The agency called Direct Express customers “captive to Comerica” and said that, rather than ensure there was sufficient customer service to handle calls from Social Security and other benefits recipients, Comerica “cut corners to boost its bottom line.”
“When people had problems with their accounts, it was often impossible to talk to someone who would help,” the agency said.
In a statement, Comerica said it had sought to work with CFPB to resolve its concerns, but said the agency had “consistently ignored our arguments and documentation.”
As a result, it filed a lawsuit last month against the agency itself alleging regulatory overreach as it worked to investigate the case.
“Today, the CFPB doubled down by filing a countersuit against Comerica Bank,” a Comerica spokesperson said Friday. “We will continue to vigorously defend our record as the financial agent for the Direct Express program and remain committed to serving our cardholders.”
The U.S. Treasury Department, which manages the Direct Express program, did not respond to a request for comment.
The civil complaint comes as Republicans have signaled plans to defang the CFPB. President-elect Donald Trump has named authors of Project 2025 — which calls for eliminating the CFPB — to influential posts within his incoming administration.
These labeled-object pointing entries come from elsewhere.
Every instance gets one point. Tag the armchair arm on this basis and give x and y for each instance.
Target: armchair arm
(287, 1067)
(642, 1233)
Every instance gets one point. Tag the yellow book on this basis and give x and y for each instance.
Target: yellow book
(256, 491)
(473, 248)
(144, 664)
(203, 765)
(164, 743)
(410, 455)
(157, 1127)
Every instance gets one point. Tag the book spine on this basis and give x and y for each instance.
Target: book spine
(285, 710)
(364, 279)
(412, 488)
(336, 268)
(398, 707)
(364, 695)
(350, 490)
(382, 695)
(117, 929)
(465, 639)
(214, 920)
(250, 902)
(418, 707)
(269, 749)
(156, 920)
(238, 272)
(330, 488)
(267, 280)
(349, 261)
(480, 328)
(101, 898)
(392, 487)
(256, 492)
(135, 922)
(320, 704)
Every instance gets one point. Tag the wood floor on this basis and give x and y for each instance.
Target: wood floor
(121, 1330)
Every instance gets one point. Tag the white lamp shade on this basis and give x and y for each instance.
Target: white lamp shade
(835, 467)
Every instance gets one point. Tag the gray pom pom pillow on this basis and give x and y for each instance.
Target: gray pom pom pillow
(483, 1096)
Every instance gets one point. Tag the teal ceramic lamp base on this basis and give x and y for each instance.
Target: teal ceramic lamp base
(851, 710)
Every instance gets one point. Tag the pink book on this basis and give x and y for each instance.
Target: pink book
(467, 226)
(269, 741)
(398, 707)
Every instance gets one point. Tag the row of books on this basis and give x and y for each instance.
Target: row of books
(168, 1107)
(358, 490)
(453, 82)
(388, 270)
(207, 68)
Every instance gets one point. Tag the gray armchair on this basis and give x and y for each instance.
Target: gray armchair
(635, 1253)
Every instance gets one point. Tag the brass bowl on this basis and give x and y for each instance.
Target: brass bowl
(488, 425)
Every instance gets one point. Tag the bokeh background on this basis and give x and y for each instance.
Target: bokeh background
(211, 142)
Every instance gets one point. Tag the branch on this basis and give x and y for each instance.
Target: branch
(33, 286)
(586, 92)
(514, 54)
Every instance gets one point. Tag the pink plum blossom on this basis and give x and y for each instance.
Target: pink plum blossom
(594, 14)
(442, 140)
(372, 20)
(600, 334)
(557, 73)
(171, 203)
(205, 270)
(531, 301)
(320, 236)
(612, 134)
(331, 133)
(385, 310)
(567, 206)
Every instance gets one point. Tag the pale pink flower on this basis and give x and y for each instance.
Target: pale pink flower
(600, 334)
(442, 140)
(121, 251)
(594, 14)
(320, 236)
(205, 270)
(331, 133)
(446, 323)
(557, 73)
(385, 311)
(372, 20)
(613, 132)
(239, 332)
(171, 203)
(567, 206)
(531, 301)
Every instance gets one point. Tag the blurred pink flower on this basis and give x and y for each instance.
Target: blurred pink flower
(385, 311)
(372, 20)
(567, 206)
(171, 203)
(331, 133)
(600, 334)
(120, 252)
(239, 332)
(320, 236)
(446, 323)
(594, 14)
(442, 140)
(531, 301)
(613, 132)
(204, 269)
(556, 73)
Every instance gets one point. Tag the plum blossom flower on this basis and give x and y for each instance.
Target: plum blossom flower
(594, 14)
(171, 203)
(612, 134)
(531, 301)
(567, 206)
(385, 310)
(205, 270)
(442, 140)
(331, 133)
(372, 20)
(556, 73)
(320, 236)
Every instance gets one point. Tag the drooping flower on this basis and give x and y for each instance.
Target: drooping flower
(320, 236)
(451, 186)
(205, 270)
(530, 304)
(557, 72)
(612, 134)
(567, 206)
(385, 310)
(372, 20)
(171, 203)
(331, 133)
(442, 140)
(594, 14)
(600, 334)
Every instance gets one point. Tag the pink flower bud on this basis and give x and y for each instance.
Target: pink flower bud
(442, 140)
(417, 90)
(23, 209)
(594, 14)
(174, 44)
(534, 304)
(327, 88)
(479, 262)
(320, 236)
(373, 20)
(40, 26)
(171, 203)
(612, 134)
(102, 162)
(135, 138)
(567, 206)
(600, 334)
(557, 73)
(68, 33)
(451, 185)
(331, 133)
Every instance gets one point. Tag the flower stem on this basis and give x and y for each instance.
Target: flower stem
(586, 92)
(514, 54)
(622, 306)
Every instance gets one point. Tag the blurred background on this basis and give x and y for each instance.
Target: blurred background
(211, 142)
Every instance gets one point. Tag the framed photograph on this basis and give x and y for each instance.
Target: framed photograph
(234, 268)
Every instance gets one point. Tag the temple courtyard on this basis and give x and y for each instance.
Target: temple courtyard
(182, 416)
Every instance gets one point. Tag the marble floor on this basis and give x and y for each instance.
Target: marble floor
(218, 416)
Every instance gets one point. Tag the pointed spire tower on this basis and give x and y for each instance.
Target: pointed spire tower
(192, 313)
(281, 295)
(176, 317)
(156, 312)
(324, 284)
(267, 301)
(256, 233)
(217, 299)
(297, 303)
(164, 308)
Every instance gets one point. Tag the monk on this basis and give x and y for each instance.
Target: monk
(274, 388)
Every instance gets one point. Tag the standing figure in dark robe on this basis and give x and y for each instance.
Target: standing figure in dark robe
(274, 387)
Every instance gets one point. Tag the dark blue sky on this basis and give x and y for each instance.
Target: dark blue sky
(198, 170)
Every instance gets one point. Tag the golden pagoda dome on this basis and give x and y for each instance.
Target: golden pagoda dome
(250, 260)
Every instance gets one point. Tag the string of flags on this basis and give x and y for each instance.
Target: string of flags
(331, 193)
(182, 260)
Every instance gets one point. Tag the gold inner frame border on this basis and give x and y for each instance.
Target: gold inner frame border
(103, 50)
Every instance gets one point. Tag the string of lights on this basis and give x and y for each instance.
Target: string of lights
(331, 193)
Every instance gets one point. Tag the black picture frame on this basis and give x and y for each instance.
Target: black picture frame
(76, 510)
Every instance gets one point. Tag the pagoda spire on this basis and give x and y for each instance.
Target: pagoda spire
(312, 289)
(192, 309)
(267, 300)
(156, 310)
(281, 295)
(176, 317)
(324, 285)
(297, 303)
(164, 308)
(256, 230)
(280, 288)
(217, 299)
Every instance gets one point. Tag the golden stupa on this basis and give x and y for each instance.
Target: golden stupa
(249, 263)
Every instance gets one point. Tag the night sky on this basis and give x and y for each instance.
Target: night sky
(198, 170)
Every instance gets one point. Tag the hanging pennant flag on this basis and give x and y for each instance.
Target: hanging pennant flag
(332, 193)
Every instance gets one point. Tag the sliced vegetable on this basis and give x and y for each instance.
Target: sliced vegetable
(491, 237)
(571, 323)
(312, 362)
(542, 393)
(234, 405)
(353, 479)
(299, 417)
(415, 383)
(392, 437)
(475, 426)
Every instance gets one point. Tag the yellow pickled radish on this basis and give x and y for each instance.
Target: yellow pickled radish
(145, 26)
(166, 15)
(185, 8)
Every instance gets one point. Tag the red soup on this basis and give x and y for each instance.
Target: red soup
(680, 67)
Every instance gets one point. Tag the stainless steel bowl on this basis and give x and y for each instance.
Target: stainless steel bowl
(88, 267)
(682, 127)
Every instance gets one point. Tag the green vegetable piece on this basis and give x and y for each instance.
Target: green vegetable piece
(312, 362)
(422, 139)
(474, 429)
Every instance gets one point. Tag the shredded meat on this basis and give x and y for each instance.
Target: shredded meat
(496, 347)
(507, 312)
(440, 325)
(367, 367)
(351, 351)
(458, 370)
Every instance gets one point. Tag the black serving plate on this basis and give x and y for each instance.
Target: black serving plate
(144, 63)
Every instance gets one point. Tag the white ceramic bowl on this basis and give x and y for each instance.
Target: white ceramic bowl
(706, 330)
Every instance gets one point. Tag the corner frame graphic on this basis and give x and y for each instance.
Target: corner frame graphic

And on Wednesday, Elon Musk, who is slated for a high-level cost-cutting role, posted on his social platform X: “Delete CFPB.”
This has prompted warnings from consumer advocacy groups about the impact that a weakened CFPB, or its elimination, could have on everyday U.S. consumers.
“Gutting the CFPB is an open invitation to the worst actors in our economy to start screwing over working people again,” Jesse Van Tol, head of the National Community Reinvestment Coalition, which focuses on wealth-building in underserved communities, told NBC News in a recent interview. He called the agency “the most effective protector of working-class wallets in modern American history.”
The CFPB said it was seeking judicial relief “to address and remedy Comerica’s unlawful conduct, redress and damages for injured consumers,” and a civil-money penalty.
Earlier this week, a host of federal agencies – including the CFPB – led by the Federal Reserve issued a joint statement providing major banks with examples of how to effectively combat financial exploitation of elders. Although Comerica is a “supervised institution” addressed by the statement, the CFPB’s complaint against the bank does not make an explicit reference to elder exploitation, though it does note cases where enrollment fraud did occur and was not adequately addressed by the bank.